As for the rest, Romero and Dier played well on defence—and each made a few poor passes but when you are playing long ball and hope, that will happen. Emerson does not seem to have the ability to go forward. Reguilon’s giveaway led to the possession that created a corner and the goal—he had a few poor crosses as well. But they weren’t our main problem. Nor were the midfield—Hojbjerg v Rice was worth the price of admission—I thought both played well, as did Skipp in the main. Tanguy was at least attempting to create—his pass to Son in the first half deserved a better outcome. But he is not Eriksen—he is primarily a player on the ground—and with the Hammers utterly clogging the middle of the pitch, he was going to be limited.

We needed to work the flanks more effectively and that simply didn’t happen. Son had moments—Lucas was typical Lucas—which brings me back to Kane. He went 1 v 4 once when there was a passing option available.
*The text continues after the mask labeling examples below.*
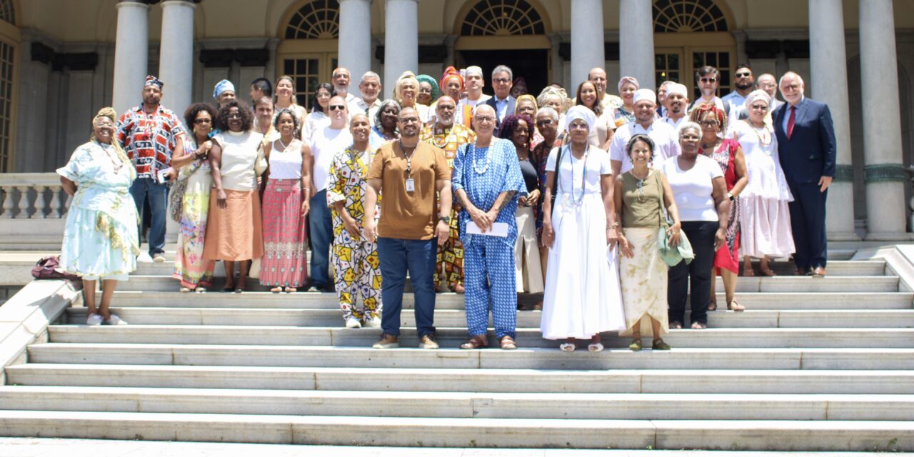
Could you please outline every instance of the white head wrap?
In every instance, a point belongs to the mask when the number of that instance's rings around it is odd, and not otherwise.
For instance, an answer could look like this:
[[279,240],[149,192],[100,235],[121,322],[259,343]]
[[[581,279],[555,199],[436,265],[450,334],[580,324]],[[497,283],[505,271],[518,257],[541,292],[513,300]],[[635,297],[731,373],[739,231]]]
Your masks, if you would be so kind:
[[768,95],[768,92],[760,89],[757,89],[755,90],[752,90],[751,92],[749,92],[749,95],[746,96],[746,109],[751,111],[752,102],[757,100],[763,101],[765,103],[768,103],[769,105],[771,104],[771,97]]
[[686,89],[686,85],[679,84],[678,82],[671,82],[666,85],[666,96],[669,97],[675,93],[678,93],[683,97],[688,98],[688,89]]
[[637,103],[643,100],[657,104],[657,94],[654,93],[654,90],[651,90],[650,89],[639,89],[635,90],[634,97],[632,99],[632,103]]
[[571,122],[577,120],[583,120],[587,122],[587,129],[593,130],[593,124],[597,122],[597,115],[590,108],[583,105],[575,105],[565,113],[565,125],[569,133],[571,132]]

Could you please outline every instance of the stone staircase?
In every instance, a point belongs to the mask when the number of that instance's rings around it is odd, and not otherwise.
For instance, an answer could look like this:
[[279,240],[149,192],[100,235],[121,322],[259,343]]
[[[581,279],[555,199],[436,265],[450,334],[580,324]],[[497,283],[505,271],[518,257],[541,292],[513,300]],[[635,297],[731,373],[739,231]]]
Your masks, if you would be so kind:
[[404,347],[373,350],[380,330],[343,328],[334,294],[179,293],[170,269],[141,264],[120,284],[113,311],[130,325],[80,325],[85,309],[71,308],[6,367],[0,435],[914,450],[914,293],[882,260],[833,261],[824,279],[740,278],[748,311],[672,331],[672,351],[607,336],[600,354],[558,351],[529,311],[520,349],[456,349],[467,335],[452,293],[438,296],[442,349],[415,348],[408,294]]

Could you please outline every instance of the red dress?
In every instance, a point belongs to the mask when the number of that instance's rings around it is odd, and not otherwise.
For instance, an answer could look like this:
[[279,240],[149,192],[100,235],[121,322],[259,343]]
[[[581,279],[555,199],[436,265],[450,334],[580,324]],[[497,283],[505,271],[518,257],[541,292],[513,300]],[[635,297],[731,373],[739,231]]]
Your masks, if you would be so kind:
[[[739,148],[739,142],[732,139],[725,139],[714,154],[707,155],[720,165],[720,170],[724,172],[724,181],[727,183],[727,191],[733,189],[739,177],[736,172],[736,154]],[[714,255],[714,268],[717,274],[720,269],[726,268],[734,273],[739,272],[739,197],[737,197],[730,201],[730,214],[727,221],[727,242],[717,250]]]

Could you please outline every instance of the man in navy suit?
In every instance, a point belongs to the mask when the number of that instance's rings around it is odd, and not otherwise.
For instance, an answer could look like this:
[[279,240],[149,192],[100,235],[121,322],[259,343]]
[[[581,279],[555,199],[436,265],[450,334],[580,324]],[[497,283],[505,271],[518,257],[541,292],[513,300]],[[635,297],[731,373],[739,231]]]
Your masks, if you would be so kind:
[[781,165],[793,194],[791,226],[796,253],[796,274],[825,276],[825,197],[834,177],[834,125],[828,106],[803,97],[800,75],[781,77],[781,94],[787,101],[771,116],[778,138]]
[[517,102],[517,100],[511,96],[511,86],[514,85],[513,78],[514,74],[511,69],[505,65],[499,65],[492,70],[492,89],[494,90],[495,95],[485,101],[485,104],[495,110],[495,117],[497,118],[495,136],[498,136],[498,131],[502,127],[505,116],[514,114],[515,105]]

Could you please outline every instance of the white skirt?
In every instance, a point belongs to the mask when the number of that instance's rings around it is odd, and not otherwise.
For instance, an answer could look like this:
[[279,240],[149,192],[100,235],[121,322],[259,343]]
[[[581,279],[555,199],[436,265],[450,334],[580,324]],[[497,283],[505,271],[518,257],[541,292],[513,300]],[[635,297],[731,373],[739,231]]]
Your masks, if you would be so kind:
[[555,243],[549,250],[540,331],[547,339],[590,339],[625,329],[619,287],[618,249],[606,245],[606,209],[600,194],[581,205],[559,196],[552,212]]

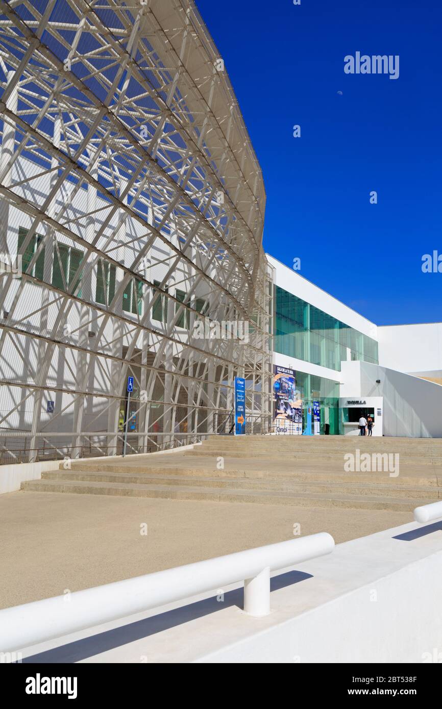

Worryingly, he lost possession more than he used to—never got a shot away, and misplaced the one header chance he got just before halftime. And is he the leader that might bring this team to punch above their weight? The way Antonio seems to be?

I think we know the answer. This is going to be a long season. Nuno rested this lot, and they weren’t good enough. Not bad, mind you. Just average. That’s who Spurs are. We need new talent. Unfortunately, the player who could have yielded such talent is still here. Unhappy. Unproductive. Unloved.